Empat Pelaku Penjualan Satwa Dilindungi Diancam 15 Tahun Penjara
Jambi (BERITA HARIAN ONLINE) – Empat orang yang diduga terlibat dalam penjualan ilegal bagian tubuh satwa dilindungi, seperti sisik trenggiling dan cula badak, kini menghadapi ancaman hukuman penjara hingga 15 tahun dari Polresta Jambi.

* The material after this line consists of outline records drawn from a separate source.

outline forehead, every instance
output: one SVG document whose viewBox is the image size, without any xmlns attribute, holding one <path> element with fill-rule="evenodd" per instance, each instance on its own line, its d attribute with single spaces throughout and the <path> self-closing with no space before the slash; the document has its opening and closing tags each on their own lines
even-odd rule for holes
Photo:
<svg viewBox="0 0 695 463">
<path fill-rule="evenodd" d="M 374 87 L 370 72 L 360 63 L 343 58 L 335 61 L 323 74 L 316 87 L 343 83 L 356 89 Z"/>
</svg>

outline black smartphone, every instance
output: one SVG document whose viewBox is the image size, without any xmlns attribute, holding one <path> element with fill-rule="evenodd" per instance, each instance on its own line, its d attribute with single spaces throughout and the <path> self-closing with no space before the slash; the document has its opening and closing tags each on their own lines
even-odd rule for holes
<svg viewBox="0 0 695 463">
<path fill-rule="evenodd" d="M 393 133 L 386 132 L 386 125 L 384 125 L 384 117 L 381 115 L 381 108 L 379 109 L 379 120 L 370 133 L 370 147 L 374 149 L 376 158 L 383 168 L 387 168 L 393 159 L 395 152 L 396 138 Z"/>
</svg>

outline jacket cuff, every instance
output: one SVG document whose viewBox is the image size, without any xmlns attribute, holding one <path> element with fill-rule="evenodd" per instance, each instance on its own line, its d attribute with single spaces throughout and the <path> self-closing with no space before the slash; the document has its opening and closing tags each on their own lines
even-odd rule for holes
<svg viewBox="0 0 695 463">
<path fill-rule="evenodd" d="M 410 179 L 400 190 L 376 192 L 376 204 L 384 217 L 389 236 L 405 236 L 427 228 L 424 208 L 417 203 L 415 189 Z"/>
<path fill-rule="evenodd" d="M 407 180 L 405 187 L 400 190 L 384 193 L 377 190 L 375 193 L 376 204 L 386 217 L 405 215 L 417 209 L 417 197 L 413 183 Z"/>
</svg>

Kapolresta Jambi Kombes Pol Boy Sutan Binanga Siregar mengungkapkan pada hari Selasa bahwa para tersangka dikenakan tuntutan berdasarkan Pasal 40A ayat satu huruf f jo Pasal 21 ayat dua huruf c Undang-Undang Nomor 32 Tahun 2024 yang merupakan perubahan UU Nomor 5 Tahun 1990 tentang Konservasi Sumber Daya Alam Hayati dan Ekosistemnya.
“Ancaman hukuman maksimal adalah 15 tahun penjara,” ujar Boy.
Para tersangka diidentifikasi sebagai Ramli Harun dari Tebo, Sutrisno dari Koto Ilir Jambi, Raja Saudi dari Rengat Riau, dan Satriya dari Tebo.
Penyelidikan ini dimulai setelah Unit Tipidter Satreskrim Polresta Jambi menerima informasi mengenai upaya penjualan bagian tubuh satwa yang dilindungi, seperti sisik trenggiling dan cula badak. Penemuan ini terjadi pada hari Rabu (26/3) di kawasan Thehok, Kota Jambi.
Setelah penyelidikan, petugas mencurigai sebuah mobil berwarna putih yang dicurigai membawa barang bukti tersebut.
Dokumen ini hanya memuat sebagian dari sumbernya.